You could also make the study abroad experience smoother by downloading apps designed for travelers. For example, there might be free or low-cost apps for your phone or tablet to help with currency conversion, airlines, trains/bus services, GPS tools, translation and more.
4. Verify Insurance Coverage and Immunizations
Don’t make the mistake of thinking your current health and dental insurance will automatically provide coverage when studying abroad. Check with the insurance companies to verify coverage.
Even if your insurance companies will cover you outside the U.S., consider purchasing travel insurance coverage. This type of specialty insurance offers a safety net in the event you have a medical emergency or face another unforeseen issue while you are out of the country.
To study in some locations, you must get inoculations and vaccinations you may not need here in the U.S. Find out what types of immunizations you may need before traveling and arrange to get them so you are up to date and ready to travel.
5. Prepare for Emergencies
You cannot plan for every possible scenario. That said, a little preparation can help in the event things do not go exactly as planned.
Before traveling or shortly after arrival, make a list of emergency contact numbers in the country where you will be studying. This list should also include phone numbers for your friends, family members, financial services providers, insurance agents and others whose numbers you may not have committed to memory.
It is also a good idea to know, in advance, where the nearest U.S. Embassy is located, and to register your trip with the U.S. Department of State Smart Traveler Enrollment Program (STEP). This free service can help the Embassy contact you and provide you with information in the event of civil unrest, a natural disaster or other emergency.

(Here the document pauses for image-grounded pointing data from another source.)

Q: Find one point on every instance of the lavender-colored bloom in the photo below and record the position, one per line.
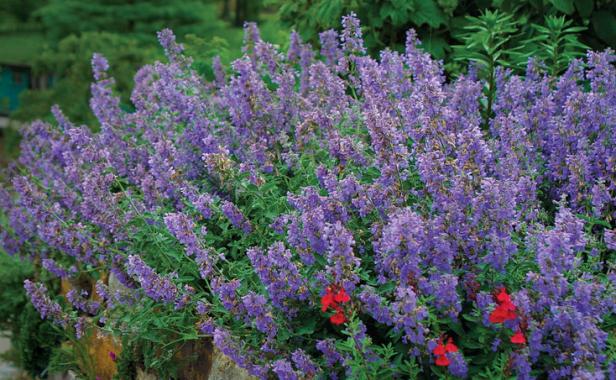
(280, 276)
(183, 228)
(43, 304)
(458, 367)
(260, 314)
(173, 50)
(329, 47)
(283, 369)
(304, 363)
(331, 355)
(342, 262)
(156, 287)
(351, 37)
(80, 301)
(236, 217)
(80, 327)
(51, 266)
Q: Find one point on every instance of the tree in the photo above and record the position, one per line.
(122, 30)
(138, 19)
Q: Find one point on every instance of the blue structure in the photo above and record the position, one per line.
(13, 80)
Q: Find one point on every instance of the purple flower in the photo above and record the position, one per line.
(43, 304)
(236, 217)
(154, 286)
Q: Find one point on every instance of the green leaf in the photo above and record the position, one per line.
(604, 24)
(565, 6)
(428, 12)
(584, 7)
(307, 328)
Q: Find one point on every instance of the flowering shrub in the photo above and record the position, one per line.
(334, 217)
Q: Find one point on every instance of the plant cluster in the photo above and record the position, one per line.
(441, 24)
(324, 214)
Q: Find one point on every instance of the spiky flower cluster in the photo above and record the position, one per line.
(371, 188)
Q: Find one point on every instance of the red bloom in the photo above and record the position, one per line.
(518, 338)
(502, 313)
(439, 349)
(333, 297)
(442, 361)
(342, 296)
(505, 311)
(327, 300)
(503, 297)
(338, 318)
(450, 346)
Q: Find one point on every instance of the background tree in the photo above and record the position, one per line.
(441, 23)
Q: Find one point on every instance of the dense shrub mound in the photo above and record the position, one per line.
(325, 214)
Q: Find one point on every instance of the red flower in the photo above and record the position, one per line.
(439, 349)
(342, 296)
(503, 297)
(338, 318)
(442, 361)
(450, 347)
(333, 297)
(502, 313)
(505, 311)
(518, 338)
(327, 300)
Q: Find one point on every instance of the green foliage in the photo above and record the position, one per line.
(137, 19)
(557, 43)
(36, 341)
(70, 61)
(13, 272)
(441, 23)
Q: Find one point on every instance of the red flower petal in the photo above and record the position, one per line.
(326, 301)
(450, 347)
(338, 318)
(497, 315)
(342, 296)
(518, 338)
(442, 361)
(503, 297)
(502, 313)
(439, 350)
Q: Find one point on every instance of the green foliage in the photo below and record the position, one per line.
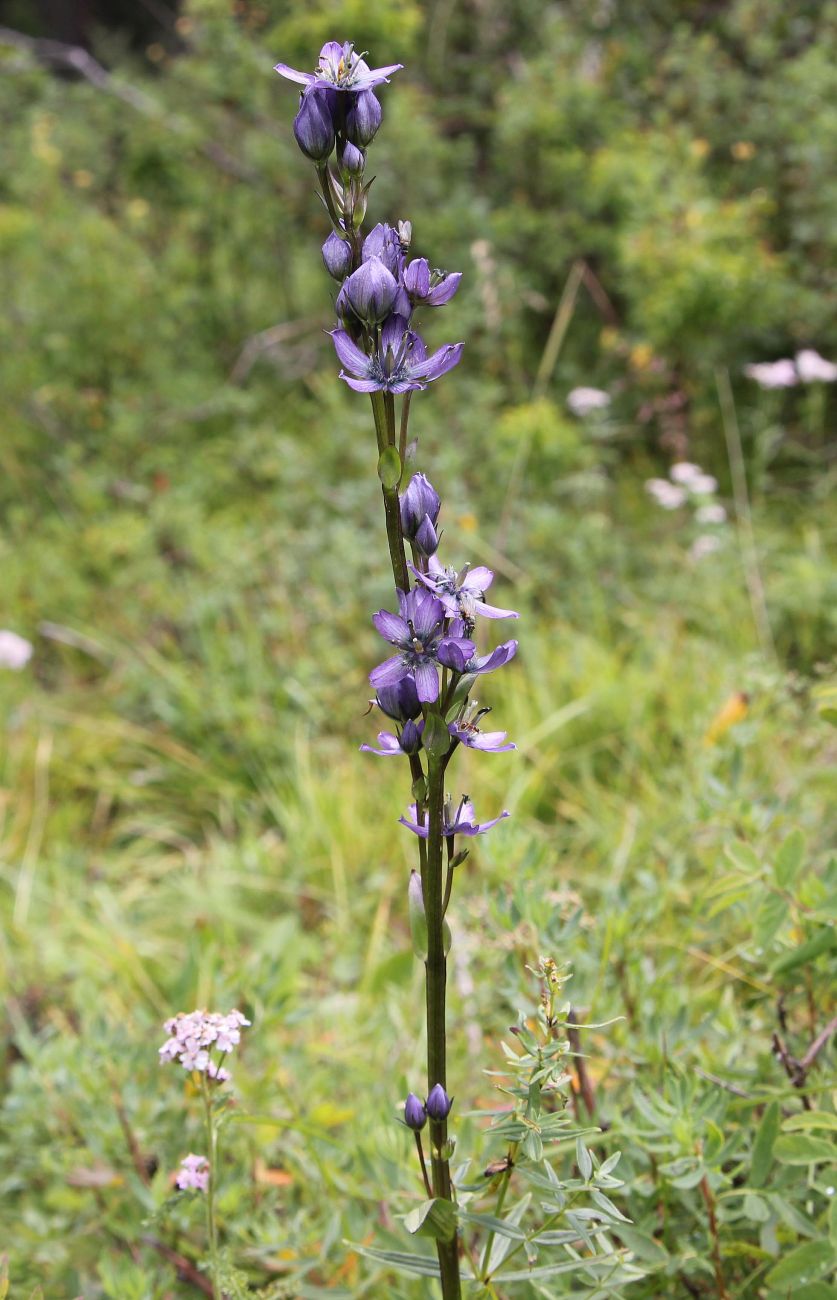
(189, 529)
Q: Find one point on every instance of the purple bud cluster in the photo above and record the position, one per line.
(437, 1106)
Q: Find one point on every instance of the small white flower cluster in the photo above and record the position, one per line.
(807, 368)
(193, 1174)
(586, 401)
(194, 1035)
(14, 651)
(688, 484)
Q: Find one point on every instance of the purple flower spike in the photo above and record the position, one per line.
(399, 364)
(313, 125)
(438, 1104)
(460, 820)
(417, 632)
(429, 287)
(408, 741)
(337, 256)
(363, 118)
(415, 1113)
(463, 594)
(339, 68)
(419, 501)
(371, 291)
(382, 242)
(399, 702)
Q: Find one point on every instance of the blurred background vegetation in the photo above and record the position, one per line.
(642, 199)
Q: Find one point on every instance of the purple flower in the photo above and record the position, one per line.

6. Verify You Have the (Authenticated) Documents You Need
Of course, you cannot travel if you don’t have the necessary paperwork. This includes a current passport valid for travel at least six months after your expected return date to the U.S. To study in some countries, you will also need a travel visa. A rule of thumb is to make copies of your travel documents and insurance information, leaving one set with a trusted family member or friend in the U.S. and bringing the second set with you. That way, you will be prepared in the event of loss, theft or damage. If you need any help with documents check One Source Process
In addition, most universities in other countries require foreign students to provide properly authenticated documents including transcripts, diplomas, birth certificates and more, before they will be allowed to study there. Plan by identifying these requirements as early as possible, so you have time to obtain and submit them. Depending on the country in which you will be studying, the process for verifying document authenticity can vary.
For countries that recognize the Hague Convention of 1961, your documents must be apostilled. An apostille is an attachment to the document certifying its authenticity. In other countries, your documents must be authenticated by a U.S. Embassy or Consulate Office. The apostille or authentication process can be time-consuming and involved, so you may want to consider using a professional service that provides apostille/document legalization services.
Prepare for the Adventure of a Lifetime
Following the steps outlined above is not a guarantee that there won’t be bumps in the road, of course. However, by being proactive, you could have the peace of mind that comes from knowing you are well-prepared for your travels. Enjoy your study abroad experience!